It means the longest session in parliamentary history has come to an end, having begun 839 calendar days ago.
Parliament was only officially prorogued until 14 October following an official ceremony held on Tuesday.
Its purpose is to allow the government to set out its legislative agenda in a forthcoming Queen's speech.
Today's proceedings passed in a far calmer manner than the chaotic scenes that engulfed last month's ceremony to prorogue Parliament, which was ruled "unlawful" by the Supreme Court.
Leader of the House of Lords Baroness Evans of Bowes Park declared the suspension of Parliament in the upper chamber.
She said: "By virtue of Her Majesty’s commission which has been now read, we do in Her Majesty’s name, and in obedience to Her Majesty’s command prorogue this Parliament."
Commons Speaker John Bercow spoke shortly after in the lower chamber, saying: "This Parliament is accordingly prorogued to Monday the 14th day of October."

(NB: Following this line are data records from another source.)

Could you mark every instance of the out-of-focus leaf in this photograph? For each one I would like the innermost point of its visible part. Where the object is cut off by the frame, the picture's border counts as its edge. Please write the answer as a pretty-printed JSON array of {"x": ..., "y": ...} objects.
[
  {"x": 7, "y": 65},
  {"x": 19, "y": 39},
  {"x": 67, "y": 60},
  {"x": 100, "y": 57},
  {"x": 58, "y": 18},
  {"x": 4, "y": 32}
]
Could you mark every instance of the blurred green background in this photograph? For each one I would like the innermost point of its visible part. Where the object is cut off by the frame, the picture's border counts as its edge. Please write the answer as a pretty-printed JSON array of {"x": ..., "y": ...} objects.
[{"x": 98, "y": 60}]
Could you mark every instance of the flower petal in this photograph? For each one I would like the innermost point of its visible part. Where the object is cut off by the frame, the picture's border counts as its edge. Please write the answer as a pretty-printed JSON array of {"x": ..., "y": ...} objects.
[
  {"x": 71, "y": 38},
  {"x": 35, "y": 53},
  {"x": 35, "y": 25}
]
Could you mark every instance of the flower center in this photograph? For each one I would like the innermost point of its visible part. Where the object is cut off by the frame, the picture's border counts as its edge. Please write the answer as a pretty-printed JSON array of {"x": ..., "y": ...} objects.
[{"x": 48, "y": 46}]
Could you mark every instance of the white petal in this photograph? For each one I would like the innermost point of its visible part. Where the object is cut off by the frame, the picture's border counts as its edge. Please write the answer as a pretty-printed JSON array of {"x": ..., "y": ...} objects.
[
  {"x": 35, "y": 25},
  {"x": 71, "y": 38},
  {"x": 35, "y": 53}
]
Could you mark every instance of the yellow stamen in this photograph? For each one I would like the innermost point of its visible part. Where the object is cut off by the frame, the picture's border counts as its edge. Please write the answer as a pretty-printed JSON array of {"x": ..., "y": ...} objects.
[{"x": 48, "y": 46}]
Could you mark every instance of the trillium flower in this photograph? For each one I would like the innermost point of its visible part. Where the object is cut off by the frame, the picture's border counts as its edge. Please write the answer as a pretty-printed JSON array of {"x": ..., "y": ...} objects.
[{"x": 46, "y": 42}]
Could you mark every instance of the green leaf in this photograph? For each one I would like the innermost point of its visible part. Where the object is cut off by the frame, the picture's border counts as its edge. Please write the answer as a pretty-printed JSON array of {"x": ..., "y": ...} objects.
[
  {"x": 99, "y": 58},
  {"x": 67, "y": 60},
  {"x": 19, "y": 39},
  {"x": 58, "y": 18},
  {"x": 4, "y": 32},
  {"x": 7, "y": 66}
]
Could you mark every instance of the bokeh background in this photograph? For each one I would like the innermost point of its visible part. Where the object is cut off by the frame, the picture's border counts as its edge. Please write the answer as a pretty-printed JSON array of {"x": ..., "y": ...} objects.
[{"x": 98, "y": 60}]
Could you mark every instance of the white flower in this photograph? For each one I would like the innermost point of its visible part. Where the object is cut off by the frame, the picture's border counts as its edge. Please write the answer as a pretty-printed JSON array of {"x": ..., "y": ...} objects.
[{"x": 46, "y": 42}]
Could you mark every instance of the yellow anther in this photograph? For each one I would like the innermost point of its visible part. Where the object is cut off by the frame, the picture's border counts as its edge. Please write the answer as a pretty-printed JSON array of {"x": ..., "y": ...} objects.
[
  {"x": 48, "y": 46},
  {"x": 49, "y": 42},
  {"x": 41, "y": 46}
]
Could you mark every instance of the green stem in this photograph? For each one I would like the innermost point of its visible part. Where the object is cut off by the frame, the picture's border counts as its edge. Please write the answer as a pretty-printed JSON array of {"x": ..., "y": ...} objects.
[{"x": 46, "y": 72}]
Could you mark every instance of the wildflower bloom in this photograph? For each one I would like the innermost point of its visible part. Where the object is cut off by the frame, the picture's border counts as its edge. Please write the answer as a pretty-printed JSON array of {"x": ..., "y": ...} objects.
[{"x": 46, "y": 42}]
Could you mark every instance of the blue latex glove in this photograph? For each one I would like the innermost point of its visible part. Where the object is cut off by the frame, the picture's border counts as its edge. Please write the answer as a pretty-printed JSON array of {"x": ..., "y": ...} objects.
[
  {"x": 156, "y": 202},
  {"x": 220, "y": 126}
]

Parliament was first temporarily suspended this evening ahead of a prorogation ceremony that lasted until about 7:50pm.
MPs waited for business in the House of Lords to conclude prior to receiving a message from the Lords commissioners to begin proceedings.
Black Rod Sarah Clarke, the senior House of Lords officer tasked with leading the prorogation ceremony, arrived in the Commons to request MPs attend the Lords, joined by roughly 30 MPs and Speaker John Bercow.
Commons Leader Jacob Rees-Mogg, his Labour counterpart Valerie Vaz and former Tory rebel Dominic Grieve were among the MPs who stood at the bar of the House to hear the prorogation announcement.
Opposition parties joined the ceremonial process, despite previously boycotting it in August.
That previous attempt at prorogation was famously overturned and ruled unlawful by the Supreme Court.
Lords leader Baroness Evans of Bowes Park red out a speech on behalf of the Queen, setting out legislation passed during the parliamentary session and other measures taken by the government.
This parliamentary session began on 21 June 2017, making it the longest continuous parliamentary session in the United Kingdom was formed by the Acts of Union in 1800.